The 5'-phosphorylated oligonucleotide is differentiated from the

non-phosphorylated oligonucleotide by electrophoretic mobility or by HPLC

retention time difference. The difference in mobility shift or retention time between

the two fragments is small for oligonucleotides longer than 10 bases.
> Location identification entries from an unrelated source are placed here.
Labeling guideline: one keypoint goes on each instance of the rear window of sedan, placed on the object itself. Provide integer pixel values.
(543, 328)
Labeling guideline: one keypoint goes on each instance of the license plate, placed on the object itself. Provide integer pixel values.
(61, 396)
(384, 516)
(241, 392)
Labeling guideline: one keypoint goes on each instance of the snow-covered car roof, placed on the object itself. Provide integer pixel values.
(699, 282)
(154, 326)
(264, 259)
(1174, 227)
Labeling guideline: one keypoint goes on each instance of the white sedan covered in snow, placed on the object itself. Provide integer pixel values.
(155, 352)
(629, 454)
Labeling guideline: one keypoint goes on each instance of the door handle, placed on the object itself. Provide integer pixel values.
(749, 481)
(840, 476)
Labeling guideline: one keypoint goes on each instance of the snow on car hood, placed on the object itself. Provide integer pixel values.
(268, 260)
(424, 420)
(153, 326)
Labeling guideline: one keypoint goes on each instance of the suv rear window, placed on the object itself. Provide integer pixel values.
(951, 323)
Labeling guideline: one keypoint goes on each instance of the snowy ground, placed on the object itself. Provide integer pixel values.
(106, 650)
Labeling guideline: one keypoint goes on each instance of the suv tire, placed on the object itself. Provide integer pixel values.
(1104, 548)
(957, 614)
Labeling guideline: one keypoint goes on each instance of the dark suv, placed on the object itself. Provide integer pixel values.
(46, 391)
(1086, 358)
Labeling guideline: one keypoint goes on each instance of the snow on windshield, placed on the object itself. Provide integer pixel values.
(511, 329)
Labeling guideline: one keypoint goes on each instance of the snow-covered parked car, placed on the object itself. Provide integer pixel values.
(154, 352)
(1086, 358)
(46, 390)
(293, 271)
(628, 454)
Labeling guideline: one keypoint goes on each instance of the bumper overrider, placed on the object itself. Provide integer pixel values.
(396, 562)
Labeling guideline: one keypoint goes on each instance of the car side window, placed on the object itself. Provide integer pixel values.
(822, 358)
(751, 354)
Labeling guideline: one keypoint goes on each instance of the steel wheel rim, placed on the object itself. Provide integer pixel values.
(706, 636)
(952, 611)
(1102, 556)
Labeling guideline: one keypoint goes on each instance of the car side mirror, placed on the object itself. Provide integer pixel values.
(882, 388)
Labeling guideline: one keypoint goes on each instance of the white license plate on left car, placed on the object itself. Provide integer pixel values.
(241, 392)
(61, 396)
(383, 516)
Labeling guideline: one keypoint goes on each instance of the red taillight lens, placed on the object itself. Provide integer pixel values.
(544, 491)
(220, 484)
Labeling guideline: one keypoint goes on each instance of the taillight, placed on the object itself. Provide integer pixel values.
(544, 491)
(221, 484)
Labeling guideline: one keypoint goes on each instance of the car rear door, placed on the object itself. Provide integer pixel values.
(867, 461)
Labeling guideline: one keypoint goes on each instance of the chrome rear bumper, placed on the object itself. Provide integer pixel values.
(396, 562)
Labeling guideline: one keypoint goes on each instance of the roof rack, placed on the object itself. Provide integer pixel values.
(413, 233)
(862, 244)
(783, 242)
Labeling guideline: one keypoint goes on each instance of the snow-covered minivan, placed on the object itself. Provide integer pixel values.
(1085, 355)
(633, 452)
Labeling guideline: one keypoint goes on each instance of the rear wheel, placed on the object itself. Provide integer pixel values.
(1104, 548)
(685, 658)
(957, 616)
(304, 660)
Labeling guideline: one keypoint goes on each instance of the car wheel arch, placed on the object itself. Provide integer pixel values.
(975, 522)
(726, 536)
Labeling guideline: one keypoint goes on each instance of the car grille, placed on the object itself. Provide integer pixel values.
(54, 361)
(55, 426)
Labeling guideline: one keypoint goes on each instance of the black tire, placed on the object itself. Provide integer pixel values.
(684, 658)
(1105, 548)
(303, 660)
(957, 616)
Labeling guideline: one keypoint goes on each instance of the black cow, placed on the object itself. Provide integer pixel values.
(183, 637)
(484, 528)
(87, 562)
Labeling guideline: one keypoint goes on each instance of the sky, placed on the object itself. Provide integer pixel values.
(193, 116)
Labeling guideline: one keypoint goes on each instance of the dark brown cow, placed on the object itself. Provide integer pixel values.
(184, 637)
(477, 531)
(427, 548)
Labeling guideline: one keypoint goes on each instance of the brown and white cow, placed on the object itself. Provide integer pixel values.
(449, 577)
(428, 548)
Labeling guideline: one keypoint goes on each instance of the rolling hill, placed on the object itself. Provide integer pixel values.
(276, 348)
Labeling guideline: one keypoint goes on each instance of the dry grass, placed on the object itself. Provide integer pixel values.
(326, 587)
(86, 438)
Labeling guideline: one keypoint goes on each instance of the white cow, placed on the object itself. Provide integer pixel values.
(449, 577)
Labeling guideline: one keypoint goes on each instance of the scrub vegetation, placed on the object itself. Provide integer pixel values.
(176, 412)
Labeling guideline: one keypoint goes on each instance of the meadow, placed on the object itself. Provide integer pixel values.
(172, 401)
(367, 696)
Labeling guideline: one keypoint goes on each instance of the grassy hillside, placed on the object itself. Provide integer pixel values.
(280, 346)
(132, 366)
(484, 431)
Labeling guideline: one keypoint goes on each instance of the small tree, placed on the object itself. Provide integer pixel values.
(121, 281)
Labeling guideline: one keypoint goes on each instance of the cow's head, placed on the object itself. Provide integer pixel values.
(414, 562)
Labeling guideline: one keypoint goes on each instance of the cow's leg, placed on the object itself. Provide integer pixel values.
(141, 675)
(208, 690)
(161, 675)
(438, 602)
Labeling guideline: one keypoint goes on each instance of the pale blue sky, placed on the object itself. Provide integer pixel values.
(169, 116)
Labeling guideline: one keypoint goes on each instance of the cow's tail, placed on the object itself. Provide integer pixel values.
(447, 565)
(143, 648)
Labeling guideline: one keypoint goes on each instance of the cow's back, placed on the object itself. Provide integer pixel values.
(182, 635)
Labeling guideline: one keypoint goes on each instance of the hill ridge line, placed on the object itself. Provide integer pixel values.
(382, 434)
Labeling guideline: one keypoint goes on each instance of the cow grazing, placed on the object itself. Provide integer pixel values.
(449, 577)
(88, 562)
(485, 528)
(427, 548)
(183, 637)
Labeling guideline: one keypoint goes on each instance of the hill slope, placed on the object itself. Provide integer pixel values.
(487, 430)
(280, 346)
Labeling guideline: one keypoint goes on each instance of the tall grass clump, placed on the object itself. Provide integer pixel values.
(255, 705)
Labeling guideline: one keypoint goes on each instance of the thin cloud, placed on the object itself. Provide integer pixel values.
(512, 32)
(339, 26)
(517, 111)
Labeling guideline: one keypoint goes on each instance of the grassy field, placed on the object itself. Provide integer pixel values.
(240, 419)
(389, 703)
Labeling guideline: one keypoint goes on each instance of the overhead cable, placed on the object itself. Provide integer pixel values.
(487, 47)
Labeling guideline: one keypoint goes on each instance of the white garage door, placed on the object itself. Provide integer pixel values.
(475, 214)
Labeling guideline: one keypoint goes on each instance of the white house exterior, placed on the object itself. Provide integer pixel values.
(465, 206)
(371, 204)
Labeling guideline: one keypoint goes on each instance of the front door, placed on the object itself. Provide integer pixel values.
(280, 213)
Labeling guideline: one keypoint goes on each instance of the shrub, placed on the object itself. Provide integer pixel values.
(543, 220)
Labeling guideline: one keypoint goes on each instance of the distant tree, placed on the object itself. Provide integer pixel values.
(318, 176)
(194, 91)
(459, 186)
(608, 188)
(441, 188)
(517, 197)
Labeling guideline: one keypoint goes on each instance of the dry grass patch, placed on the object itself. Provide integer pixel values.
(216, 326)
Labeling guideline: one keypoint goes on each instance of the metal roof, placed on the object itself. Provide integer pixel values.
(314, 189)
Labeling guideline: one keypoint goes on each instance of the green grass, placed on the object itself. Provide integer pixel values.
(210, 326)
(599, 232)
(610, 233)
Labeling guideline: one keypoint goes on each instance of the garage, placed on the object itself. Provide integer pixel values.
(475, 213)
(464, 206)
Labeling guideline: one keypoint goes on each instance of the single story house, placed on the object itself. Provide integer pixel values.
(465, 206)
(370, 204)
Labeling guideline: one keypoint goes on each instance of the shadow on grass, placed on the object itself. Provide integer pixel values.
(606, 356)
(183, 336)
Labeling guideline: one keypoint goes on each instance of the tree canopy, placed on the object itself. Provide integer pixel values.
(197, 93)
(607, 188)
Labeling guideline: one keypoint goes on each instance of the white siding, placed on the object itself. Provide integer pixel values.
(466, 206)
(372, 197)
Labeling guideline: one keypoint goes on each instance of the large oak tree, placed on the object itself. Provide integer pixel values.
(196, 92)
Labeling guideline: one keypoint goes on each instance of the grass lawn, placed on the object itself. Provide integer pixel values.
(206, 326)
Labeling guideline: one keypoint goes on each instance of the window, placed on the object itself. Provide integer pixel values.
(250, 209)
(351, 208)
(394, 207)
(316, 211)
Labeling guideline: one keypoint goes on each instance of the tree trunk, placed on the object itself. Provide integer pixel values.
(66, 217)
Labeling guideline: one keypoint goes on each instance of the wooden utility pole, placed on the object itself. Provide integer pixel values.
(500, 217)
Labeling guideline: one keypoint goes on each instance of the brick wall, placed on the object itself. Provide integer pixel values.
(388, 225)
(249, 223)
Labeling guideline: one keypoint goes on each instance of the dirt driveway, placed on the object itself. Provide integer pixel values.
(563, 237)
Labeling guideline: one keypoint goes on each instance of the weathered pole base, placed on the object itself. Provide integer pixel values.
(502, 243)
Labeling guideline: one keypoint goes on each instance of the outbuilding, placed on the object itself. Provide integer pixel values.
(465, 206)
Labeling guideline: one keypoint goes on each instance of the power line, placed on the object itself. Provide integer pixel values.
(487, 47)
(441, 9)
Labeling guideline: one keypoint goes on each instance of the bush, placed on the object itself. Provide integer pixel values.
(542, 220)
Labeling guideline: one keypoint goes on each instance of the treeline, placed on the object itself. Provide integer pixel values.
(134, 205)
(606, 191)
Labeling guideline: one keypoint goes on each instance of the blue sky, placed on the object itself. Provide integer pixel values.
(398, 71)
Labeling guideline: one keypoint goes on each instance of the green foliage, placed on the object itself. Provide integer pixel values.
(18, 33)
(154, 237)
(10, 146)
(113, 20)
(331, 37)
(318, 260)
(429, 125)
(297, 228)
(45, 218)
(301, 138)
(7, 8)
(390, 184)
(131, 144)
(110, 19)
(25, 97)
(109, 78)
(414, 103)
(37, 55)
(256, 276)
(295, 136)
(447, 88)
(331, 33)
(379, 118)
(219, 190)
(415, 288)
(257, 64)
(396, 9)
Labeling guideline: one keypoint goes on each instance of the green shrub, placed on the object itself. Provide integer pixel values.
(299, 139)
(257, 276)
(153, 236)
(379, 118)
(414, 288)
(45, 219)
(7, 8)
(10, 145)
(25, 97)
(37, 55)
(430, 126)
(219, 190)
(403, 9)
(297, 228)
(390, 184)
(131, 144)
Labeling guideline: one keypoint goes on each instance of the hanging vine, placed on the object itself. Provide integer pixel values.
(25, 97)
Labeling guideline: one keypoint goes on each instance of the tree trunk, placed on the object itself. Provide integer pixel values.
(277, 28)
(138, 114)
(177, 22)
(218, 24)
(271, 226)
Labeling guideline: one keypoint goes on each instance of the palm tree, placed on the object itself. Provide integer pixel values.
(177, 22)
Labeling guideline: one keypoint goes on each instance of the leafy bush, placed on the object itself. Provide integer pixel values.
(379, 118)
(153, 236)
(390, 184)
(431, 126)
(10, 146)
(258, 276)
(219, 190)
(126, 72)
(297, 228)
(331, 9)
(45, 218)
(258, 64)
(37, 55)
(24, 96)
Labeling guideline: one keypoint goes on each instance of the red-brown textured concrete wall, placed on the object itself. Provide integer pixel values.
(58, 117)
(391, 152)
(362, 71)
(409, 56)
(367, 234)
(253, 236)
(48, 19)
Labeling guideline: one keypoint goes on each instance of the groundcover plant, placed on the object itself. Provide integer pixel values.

Phosphalink bears a dimethoxytrityl (DMT) protecting group, so coupling

efficiency can be conveniently monitored using the DMT cation assay (UV

absorbance or Autoanalysis conductivity measurement). After synthesis, the

protecting group on the phosphate is deblocked rapidly in ammonia solution (1 h

at 65 °C or 2 h at 55 °C). Enzymatic digest by snake venom phosphodiesterase

and bacterial alkaline phosphatase shows no detectable base modifications.

Installation

1. Using a dry syringe, dilute Phosphalink with dry acetonitrile (>50 ppm H2O)

by the manual method.

We do not recommend autodilution for small (1-2 mL) volumes on the ABI

392/394 because a significant percentage of acetonitrile is lost during

argon bubbling.

For 0.2-µmol and 1.0-µmol scale syntheses, add 1 mL of dry

acetonitrile to prepare a 0.1 M solution of Phosphalink.

For a 40-nmol scale synthesis, add 2 mL of acetonitrile to prepare a

0.05 M solution.

2. Place the Phosphalink solution at any monomer position on your DNA/RNA

synthesizer. Typically, bottle positions 5-8 are used.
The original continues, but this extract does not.